STANSTEAD. Den Begriff "Niemandsland" scheut Nancy Rumery. "Wir gehören zu beiden Ländern und zu keinem", sagt sie. Nancy Rumery ist Bibliothekarin der "Haskell Free Library" von Stanstead im kanadischen Qu©bec - oder auch von Derby Line im US-amerikanischen Vermont. Je nachdem, von wo aus man es sieht. Denn die Bibliothek ist weltweit wohl einmalig: Mitten durch den Lesesaal und die Bücherschränke verläuft die Grenze.

Ein Teil der Haskell-Bibliothek, 1901 als Symbol der Freundschaft zwischen den Nachbarstaaten errichtet, liegt in der kanadischen Provinz Qu©bec, ein Teil im US-Staat Vermont. Ein schwarzer Strich auf dem Parkettboden markiert die Grenze.

Jeff und Anne Miller aus Boston haben das Wochenende für einen Ausflug nach Vermont genutzt. Nun sitzen sie im Lesesaal, Jeff in den USA, Anne in Kanada. Für die beiden US-Bürger ist die Bibliothek "ein Beispiel für die relativ harmonischen Beziehungen zwischen beiden Staaten".

Die Einschränkung "relativ" ist angebracht: Seit 9/11 geht in den USA das Schreckgespenst um, dass Terroristen über Kanada einreisen könnten. Die USA fordern daher, die tausende Kilometer lange Grenze stärker zu kontrollieren. Eine neue Ausweispflicht, die demnächst eingeführt werden soll, wird die derzeit relativ unbeschwerte Reisetätigkeit zwischen den beiden Staaten erschweren.

In der Canusa Avenue verläuft die Grenze entlang der Fahrbahnmitte. Auf einer Seite wohnen Amerikaner, auf der anderen Kanadier. Eigentlich müssten sie sich beim Zoll melden, bevor sie zum Schwätzchen mit dem Nachbarn die Straße überqueren. Der Eingang zur Bibliothek liegt auf US-Gebiet in der Vermont-Gemeinde Derby Line, die Mehrzahl der Bücher steht in dem Gebäudeteil, der zur kanadischen Gemeinde Stanstead gehört. Kanadier können nur über US-Hoheitsgebiet die Bibliothek betreten.
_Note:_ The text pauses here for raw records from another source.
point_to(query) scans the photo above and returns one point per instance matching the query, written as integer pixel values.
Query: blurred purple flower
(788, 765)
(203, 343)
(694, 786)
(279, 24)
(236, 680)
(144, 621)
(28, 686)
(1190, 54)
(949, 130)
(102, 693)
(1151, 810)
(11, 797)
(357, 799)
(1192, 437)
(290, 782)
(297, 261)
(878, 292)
Aufpassen muss, wer mit dem Auto kommt. "Wer das Auto auf kanadischer Seite stehen lässt und direkt in die Bibliothek geht, muss sich nicht beim Zoll melden", erklärt Nancy Rumery. Umgekehrt haben US-Bürger in der Bibliothek ungehinderten Zugang zu den Büchern auf kanadischer Seite. Wer aber meint, den Besuch der Bibliothek mit einer unangemeldeten Auslandsvisite verbinden zu können, täuscht sich. Im Extremfall können deftige Geldstrafen verhängt werden.

Die Folgen von 9/11 sind in Stanstead/Derby Line spürbar: Kameras waren schon in den 70-er Jahren an Straßenlaternen installiert worden, doch seit 2001 wird von der Grenzstation aus genau beobachtet, was sich in der Bibliothek tut. "Früher ging es viel entspannter zu", meint Rumery. Dass man genau aufpassen muss, wohin man tritt, liegt auch an US-Polizisten, die früher an der Grenze zu Mexiko Dienst schoben und hartes Durchgreifen gewohnt waren.

"Ich wuchs mit der Bibliothek auf", sagt die Kanadierin Diane French. "Als wir Kinder waren, gab es keine Grenzmarkierung im Gebäude. Wir wussten, ein Teil war in Kanada, der andere in den USA. Mehr nicht." Was damals selbstverständlich war, ist heute angesichts der Debatten um schärfere Grenzkontrollen eine Attraktion.